Polen habe unter dem Druck Hitler-Deutschlands mobilgemacht. NS-Experte Winkler wirft Steinbach vor, Täter und Opfer zu vertauschen.
Berlin. Der renommierte Historiker Heinrich-August Winkler wirft Vertriebenen-Präsidentin Erika Steinbach vor, mit ihren Äußerungen zur Vorgeschichte des Zweiten Weltkriegs die Geschichte zu verfälschen. „Polen hat am 25. August unter dem Eindruck der ultimativen und erpresserischen Drohungen Hitlers eine Teilmobilmachung angeordnet“, sagte Winkler dem „Kölner Stadt-Anzeiger“ zu den historischen Vorgängen im Jahr 1939. „Am 30. August wurde dann die Generalmobilmachung angeordnet, da man auf polnischer Seite genauestens über die deutschen Kriegspläne informiert war.“
Steinbach hatte bei einer CDU-Fraktionsklausur gesagt: „Und ich kann es auch leider nicht ändern, dass Polen bereits im März 1939 mobil gemacht hat.“ Winkler betonte, Polen habe damals das in dieser Situation einzig Richtige getan und sich der Erpressung Hitlers nicht gebeugt. „Andernfalls hätte Polen das gleiche Schicksal ereilt wie die Slowakei, die zu diesem Zeitpunkt bereits ein deutscher Satellitenstaat war.“
Die Äußerungen Steinbachs klängen so, „als ob nicht der Täter, sondern das Opfer der Schuldige ist“, sagte der emeritierte Professor der Berliner Humboldt-Universität. Er könnte die Entscheidung des Zentralrats der Juden gut verstehen, „unter diesen Umständen nicht mehr im Stiftungsrat mitwirken zu wollen“.

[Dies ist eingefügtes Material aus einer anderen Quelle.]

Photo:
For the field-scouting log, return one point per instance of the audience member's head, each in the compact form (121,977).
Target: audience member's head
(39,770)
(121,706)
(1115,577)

Steinbach hatte nach Angaben des Vorsitzenden der Unionsfraktion, Volker Kauder (CDU) , später klargestellt, dass sie die Schuld Deutschlands am Beginn des Zweiten Weltkriegs nicht habe relativieren wollen. Die CDU-Politikerin hatte angekündigt, sie werde nicht mehr für den Parteivorstand kandidieren.